Il n’y a pas une façon unique de distribuer de la marchandise. Les besoins sont aussi multiples que les produits qui sont aujourd’hui transportés sur l’ensemble de l’agglomération. Le programme City Fret, développé au sein de LUTB, a pour finalité de concilier les savoir-faire et de favoriser la mise en œuvre de pilotes visant un transport de marchandises optimisé et moins polluant sur différents espaces urbains dont celui du Grand Lyon. « L’objectif est que les systèmes soient les plus intelligents possibles et que la distribution soit efficace. L’enjeu est que ce type de transport ne soit pas un obstacle à la fluidité de circulation en ville et qu’il s’inscrive dans un partage harmonieux de l’espace entre les différents utilisateurs des voies et des transports eux-mêmes » explique Denis Caux responsable du programme City Fret. Mutualisation des véhicules, remplissage optimal… sont autant de pistes d’ores et déjà étudiées.

Le Grand Lyon est largement impliqué dans les travaux menés dans le cadre de City Fret, à la fois comme partenaire et « espace » de démonstration, mais aussi comme porteur de projets.  Il intervient par exemple dans Géode, le programme d’utilisation de véhicules hybrides pour les bennes à ordures ménagères, un projet né en 2009 sous l’impulsion de Renault Trucks. La communauté urbaine est aussi partenaire du projet européen Freilot (2009-2012) qui valorise les transports non polluants, des marchandises notamment, expérimenté dans quatre grandes villes européennes.

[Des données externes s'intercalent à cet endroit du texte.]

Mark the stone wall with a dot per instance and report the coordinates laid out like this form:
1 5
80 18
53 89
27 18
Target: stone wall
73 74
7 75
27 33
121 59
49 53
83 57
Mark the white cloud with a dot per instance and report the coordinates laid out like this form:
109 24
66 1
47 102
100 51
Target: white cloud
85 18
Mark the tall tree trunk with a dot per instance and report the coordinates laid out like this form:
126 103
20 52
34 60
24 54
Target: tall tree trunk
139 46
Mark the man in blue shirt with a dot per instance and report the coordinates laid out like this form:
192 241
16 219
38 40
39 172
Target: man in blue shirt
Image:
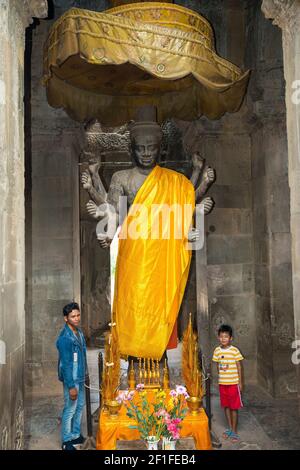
72 369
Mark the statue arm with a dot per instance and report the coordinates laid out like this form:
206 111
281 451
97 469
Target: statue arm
207 179
116 190
91 181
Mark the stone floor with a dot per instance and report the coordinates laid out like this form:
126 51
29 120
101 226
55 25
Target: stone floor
264 422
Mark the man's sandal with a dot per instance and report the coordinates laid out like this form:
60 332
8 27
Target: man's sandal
226 434
234 437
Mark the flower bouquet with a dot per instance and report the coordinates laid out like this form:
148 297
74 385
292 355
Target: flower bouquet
156 415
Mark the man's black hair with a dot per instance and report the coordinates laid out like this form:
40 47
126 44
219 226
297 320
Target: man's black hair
69 307
225 329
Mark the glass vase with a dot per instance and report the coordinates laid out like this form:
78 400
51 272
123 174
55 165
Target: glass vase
169 443
152 442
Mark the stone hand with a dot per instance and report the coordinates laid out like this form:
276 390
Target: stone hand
194 235
104 242
93 210
86 180
197 161
208 205
209 176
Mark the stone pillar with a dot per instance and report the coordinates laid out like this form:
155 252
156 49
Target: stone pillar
15 16
286 14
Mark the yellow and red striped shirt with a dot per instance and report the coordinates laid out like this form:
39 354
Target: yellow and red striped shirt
227 359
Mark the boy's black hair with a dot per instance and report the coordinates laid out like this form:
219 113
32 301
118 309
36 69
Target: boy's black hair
69 307
225 329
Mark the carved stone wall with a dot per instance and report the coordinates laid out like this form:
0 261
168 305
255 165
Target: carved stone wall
286 14
15 16
52 224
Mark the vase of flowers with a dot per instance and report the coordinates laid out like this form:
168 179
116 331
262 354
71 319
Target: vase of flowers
168 443
157 415
170 411
152 442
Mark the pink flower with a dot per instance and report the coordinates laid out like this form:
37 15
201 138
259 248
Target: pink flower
180 389
176 421
163 413
125 396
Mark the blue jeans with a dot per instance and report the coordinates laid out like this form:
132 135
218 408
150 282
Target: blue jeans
72 413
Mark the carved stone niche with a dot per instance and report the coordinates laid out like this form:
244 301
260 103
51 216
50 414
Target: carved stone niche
284 13
33 9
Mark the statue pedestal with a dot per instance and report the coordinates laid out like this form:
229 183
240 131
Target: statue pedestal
117 428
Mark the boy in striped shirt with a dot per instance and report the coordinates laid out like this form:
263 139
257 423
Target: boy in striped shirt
228 359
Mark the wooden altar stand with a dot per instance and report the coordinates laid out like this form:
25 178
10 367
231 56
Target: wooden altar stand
111 429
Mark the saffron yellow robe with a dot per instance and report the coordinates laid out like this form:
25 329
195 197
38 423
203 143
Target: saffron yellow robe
151 274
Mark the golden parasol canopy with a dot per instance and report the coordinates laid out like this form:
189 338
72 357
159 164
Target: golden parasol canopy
106 65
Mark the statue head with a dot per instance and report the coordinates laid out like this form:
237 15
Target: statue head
145 139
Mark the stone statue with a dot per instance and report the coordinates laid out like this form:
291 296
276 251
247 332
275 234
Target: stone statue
145 152
137 305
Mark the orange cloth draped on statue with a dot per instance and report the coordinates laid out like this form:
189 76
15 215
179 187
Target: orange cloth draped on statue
153 263
112 429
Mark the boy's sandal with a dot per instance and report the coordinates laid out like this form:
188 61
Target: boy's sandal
226 434
234 437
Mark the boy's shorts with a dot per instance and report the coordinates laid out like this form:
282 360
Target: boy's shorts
230 396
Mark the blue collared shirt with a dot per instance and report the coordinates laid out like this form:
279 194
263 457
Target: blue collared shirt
72 363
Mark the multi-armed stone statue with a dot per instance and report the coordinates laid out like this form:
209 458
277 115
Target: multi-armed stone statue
151 273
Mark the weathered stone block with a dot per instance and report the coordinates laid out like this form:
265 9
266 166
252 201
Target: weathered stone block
233 196
229 221
229 249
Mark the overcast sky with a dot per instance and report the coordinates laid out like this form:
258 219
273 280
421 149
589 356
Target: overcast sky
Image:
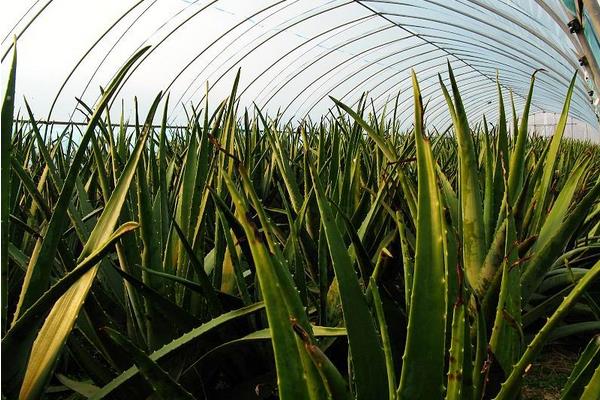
51 47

Au niveau du portage de projets, le Grand Lyon est chef de file dans la mise en œuvre du projet Optimod’. Il s’agit de constituer un groupe d’acteurs clés du territoire pour permettre l’analyse et la gestion des données multiples (feux tricolores, fluidité du trafic, travaux) afin de mettre à disposition des usagers un « super GPS » capable de fournir les informations les plus détaillées possibles et le meilleur itinéraire en temps réel et prévisionnel à 15 mn, 30 mn. Au niveau logistique, le grand projet Part Dieu 2030 est un vaste champ d’étude. « Pour la première fois dans un programme urbain de cette envergure, un volet est entièrement consacré au transport de marchandises » souligne Denis Caux. Dans le cadre de ce projet sont notamment en cours de réflexion la mise en place d’une centrale de distribution urbaine, l’évolution du pôle multimodal et des structures commerciales avec la mise en place de voies réservées ou encore un centre de consolidation qui permettrait de stocker les matériaux des différentes entreprises dans un même lieu et de limiter ainsi les transports.

Pour plus d’infos : http://lutb.fr/

 

* LUTB accompagne les projets de ses membres et crée notamment des synergies en permettant l’association de grands groupes, de petites unités et de centres de recherche. Tous les projets en lien avec l’évolution du transport de marchandises peuvent être présentés au pôle.